I am struggling a little bit with Probability.

I am given 3 events after tossing 2 triangular die. ( 4 sides, numbered 1 to 4))

Event A: the bottom faces sum up to 6 (3/16)

Event B: each bottom face shows an even number (4/16)

Event C: each bottom face shows the same number(doubles) (4/16)

I am asked to find P(A U B)

So the formula I was given for Union was P(A U B) = P(A) + P(B) - P(B ^ A)..

So I did P(A U B) = (3/16) + (4/16) - (3/16 * 4/16)

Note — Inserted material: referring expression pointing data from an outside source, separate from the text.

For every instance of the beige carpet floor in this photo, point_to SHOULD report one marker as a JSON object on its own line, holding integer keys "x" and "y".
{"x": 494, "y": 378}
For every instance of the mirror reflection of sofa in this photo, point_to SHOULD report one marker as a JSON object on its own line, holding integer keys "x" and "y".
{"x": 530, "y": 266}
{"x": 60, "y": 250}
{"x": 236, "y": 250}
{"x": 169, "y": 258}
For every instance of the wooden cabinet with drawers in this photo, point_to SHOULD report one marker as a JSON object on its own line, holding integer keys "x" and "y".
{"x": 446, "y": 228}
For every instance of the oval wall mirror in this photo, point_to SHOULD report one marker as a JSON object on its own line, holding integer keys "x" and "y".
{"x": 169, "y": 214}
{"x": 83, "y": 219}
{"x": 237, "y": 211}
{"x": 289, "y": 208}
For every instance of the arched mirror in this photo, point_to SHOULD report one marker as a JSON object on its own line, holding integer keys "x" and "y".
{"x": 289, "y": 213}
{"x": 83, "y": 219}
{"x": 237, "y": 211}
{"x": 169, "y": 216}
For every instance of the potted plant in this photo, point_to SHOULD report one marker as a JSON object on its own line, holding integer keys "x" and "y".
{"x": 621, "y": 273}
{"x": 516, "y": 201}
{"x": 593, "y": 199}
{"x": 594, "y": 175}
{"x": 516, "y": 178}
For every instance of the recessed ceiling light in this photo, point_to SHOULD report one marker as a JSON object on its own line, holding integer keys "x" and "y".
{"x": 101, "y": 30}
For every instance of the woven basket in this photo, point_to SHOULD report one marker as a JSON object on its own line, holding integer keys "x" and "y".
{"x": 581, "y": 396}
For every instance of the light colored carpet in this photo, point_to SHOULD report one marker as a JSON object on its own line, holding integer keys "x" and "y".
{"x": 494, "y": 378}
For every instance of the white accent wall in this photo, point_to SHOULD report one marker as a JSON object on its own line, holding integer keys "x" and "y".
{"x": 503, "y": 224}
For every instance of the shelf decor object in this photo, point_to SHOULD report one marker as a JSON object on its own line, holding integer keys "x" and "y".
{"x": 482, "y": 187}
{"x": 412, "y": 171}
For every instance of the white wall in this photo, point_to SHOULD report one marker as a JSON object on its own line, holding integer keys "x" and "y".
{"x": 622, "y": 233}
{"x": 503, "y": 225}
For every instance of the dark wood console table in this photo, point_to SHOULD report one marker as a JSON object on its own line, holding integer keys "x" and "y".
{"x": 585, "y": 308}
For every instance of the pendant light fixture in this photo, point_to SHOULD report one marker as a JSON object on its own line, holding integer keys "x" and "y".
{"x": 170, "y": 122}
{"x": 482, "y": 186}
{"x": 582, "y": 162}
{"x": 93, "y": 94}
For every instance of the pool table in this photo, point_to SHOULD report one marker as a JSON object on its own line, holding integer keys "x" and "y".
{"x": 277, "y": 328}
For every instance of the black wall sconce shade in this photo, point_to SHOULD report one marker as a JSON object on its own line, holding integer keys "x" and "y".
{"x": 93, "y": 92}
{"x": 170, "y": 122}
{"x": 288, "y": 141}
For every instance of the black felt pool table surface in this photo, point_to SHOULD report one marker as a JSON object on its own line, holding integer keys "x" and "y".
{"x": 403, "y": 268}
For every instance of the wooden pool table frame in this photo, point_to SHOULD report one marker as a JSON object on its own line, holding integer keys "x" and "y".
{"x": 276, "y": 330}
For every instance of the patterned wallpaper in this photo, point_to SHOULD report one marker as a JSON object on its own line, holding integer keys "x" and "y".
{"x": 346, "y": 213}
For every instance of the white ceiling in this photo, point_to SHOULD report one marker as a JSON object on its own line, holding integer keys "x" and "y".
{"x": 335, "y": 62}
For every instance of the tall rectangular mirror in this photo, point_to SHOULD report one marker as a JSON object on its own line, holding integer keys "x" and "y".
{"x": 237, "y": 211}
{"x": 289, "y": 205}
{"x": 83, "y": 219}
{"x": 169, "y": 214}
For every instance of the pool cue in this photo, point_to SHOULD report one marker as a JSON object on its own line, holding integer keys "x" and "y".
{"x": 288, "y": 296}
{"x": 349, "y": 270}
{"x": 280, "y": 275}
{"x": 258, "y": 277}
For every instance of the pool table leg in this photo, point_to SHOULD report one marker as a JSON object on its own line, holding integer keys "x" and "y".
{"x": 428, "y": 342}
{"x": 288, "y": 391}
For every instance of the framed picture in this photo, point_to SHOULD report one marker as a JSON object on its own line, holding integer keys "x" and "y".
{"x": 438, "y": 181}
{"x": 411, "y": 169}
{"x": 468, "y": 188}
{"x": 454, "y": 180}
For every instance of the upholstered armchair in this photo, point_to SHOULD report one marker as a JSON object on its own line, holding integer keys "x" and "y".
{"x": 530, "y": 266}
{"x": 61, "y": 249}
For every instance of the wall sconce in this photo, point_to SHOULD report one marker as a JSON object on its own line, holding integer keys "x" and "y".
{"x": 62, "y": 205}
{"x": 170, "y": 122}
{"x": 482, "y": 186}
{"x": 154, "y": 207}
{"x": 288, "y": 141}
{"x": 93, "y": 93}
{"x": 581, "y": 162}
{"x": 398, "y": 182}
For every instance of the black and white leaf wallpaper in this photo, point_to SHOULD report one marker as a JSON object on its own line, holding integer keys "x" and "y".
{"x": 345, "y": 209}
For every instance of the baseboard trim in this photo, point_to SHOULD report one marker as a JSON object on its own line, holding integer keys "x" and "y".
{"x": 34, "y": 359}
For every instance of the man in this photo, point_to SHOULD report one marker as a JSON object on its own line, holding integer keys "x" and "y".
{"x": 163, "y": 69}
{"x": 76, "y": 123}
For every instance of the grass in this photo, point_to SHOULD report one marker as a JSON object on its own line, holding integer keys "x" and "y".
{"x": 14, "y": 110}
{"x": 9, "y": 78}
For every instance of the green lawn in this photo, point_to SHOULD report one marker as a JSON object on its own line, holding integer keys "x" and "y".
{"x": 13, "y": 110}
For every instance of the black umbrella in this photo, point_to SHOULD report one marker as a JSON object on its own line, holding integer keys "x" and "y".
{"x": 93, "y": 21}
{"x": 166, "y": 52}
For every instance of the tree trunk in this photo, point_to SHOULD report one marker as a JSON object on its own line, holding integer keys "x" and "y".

BUT this is not the right answer. Do I also have to account for C? I.e

P(A U B) = P(A) + P(B) - P(C) -P(A ^ B) - P(A ^ C) - P(B ^ C)

Is this correct? ( I have a limited number of tries on the problem)

Answer 1

The outcome space consists of $16$ atoms occuring without bias; the ordered pairs of results for the two, fair tetrahedral-die.

Event A: the bottom faces sum up to 6 (3/16)

$A=\{(2,4),(3,3),(4,2)\}$ so yes.

Event B: each bottom face shows an even number (4/16)

$B=\{(2,2),(2,4),(4,2),(4,4)\}$ so yes.

Event C: each bottom face shows the same number(doubles) (4/16)

$C=\{(1,1),(2,2),(3,3),(4,4)\}$ so yes.

I am asked to find $P(A \cup B)$

What is the set $A\cup B$? How many atoms does it hold? That will immediately tell you the answer.

So the formula I was given for Union was $P(A \cup B) = P(A) + P(B) - P(B \cap A)$..

Well, sure, that is so.   However, what is $A\cap B$?   How many atoms are in this intersection?   That will lead you to the answer.

So I did $P(A \cup B) = (3/16) + (4/16) - (3/16 * 4/16)$

BUT this is not the right answer.

Indeed it is not.   You are using the product rule for the probability for an intersection of independent events.   They are not independent.